FCC Should Maintain Safeguards to Curtail Spending for Risky USF Experiments

Whenever the FCC proposes to spend Universal Service money, it is important to remember that the subsidies come out of consumers' pockets. In 2015 alone, USF spending totaled $8.35 billion dollars. The Commission has an obligation to consumers to ensure that USF money is spent wisely. Dollars collected from consumers should not be wasted or risked on untried bureaucratic pet projects.

FSF President Randolph May and I have previously raised concerns about the way the FCC's "rural broadband experiments" are run – including funding rural electric co-ops' and other entities' entry into the broadband business to the tune of $40 million dollars. It's not the FCC's job to artificially create and prop up new business competitors through subsidies. And capitalizing entities with no established operations or experience in the competitive broadband market risks wasting USF dollars collected from consumers.

At the very least, "Strong Safeguards of Scarce Funds Should Govern FCC Broadband Experiments." In a prior blog post, I urged the FCC to maintain its bank-issued letters of credit (LOC) requirements before distributing rural broadband experiment money. Requiring recipients to obtain LOCs from banks helps ensure that disbursed dollars will be returned if recipients fail to meet build-out and service obligations.

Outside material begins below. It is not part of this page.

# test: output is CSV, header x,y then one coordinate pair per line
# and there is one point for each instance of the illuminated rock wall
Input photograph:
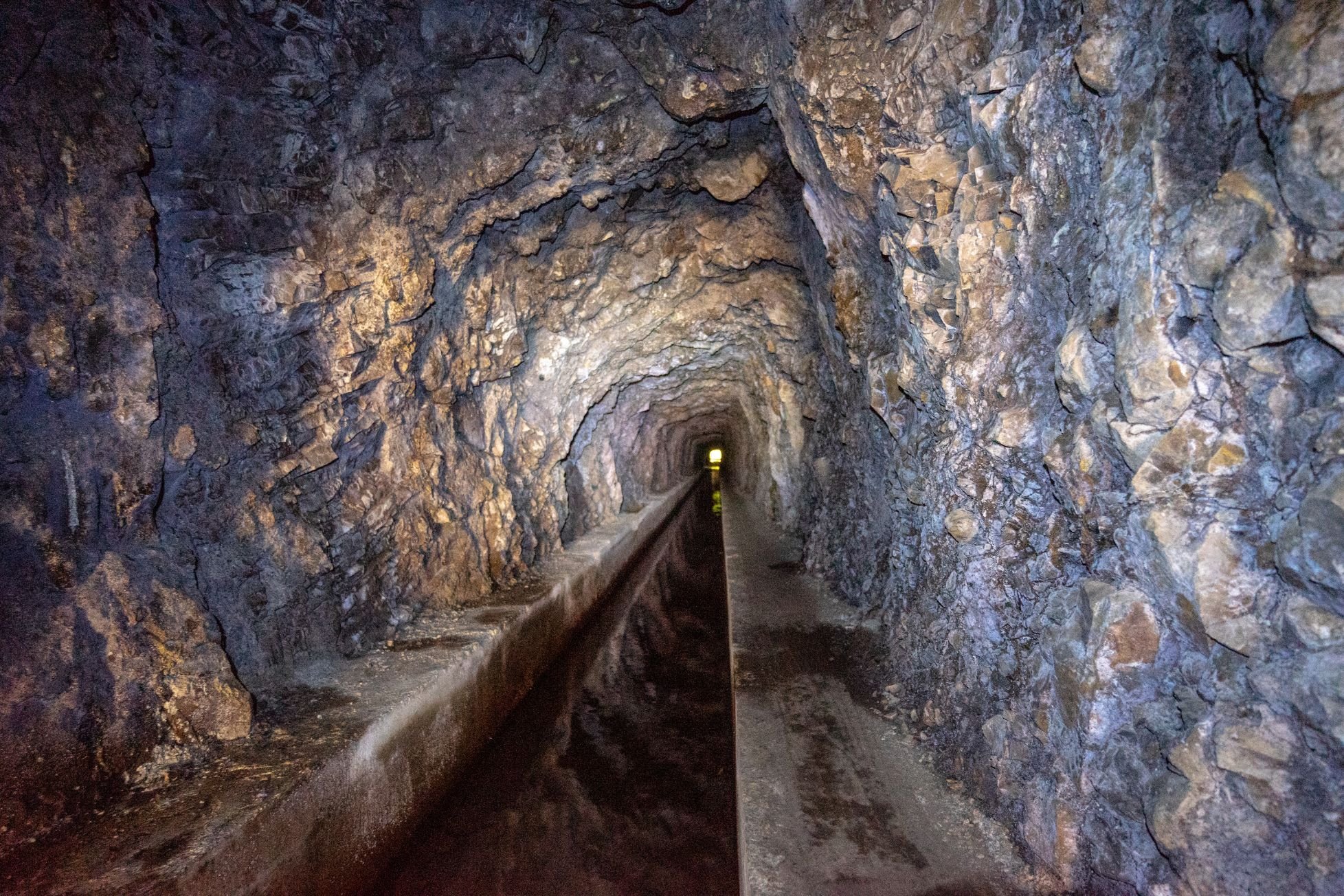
x,y
1026,316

According to reports in Telecompetitor, some entities remain unable to obtain LOCs and therefore have not received rural broadband experiment money. This inability comes despite the fact that orders issued by the Commission this spring have loosened LOC requirements.

In other words, it looks like some proposed rural broadband experiments are delayed or won't happen because those would-be recipients of USF money still can't get banks to give them LOCs. But this shows the sensibility of requiring LOCs, not of relaxing the standards. If financial institutions in the business of lending money won't risk giving LOCs to entities participating in rural broadband experiments, why should we want money collected from consumers to be thrown at such risky ventures?

In and of themselves, these rural broadband experiments are problematic on FCC institutional and financial responsibility grounds. But the Commission may not be able to undo what's already been done.

Going forward, however, the Commission ought to retain its Letter of Credit protections. To loosen them further will risk dissipating funds collected from consumers to fund an already excessive USF tax.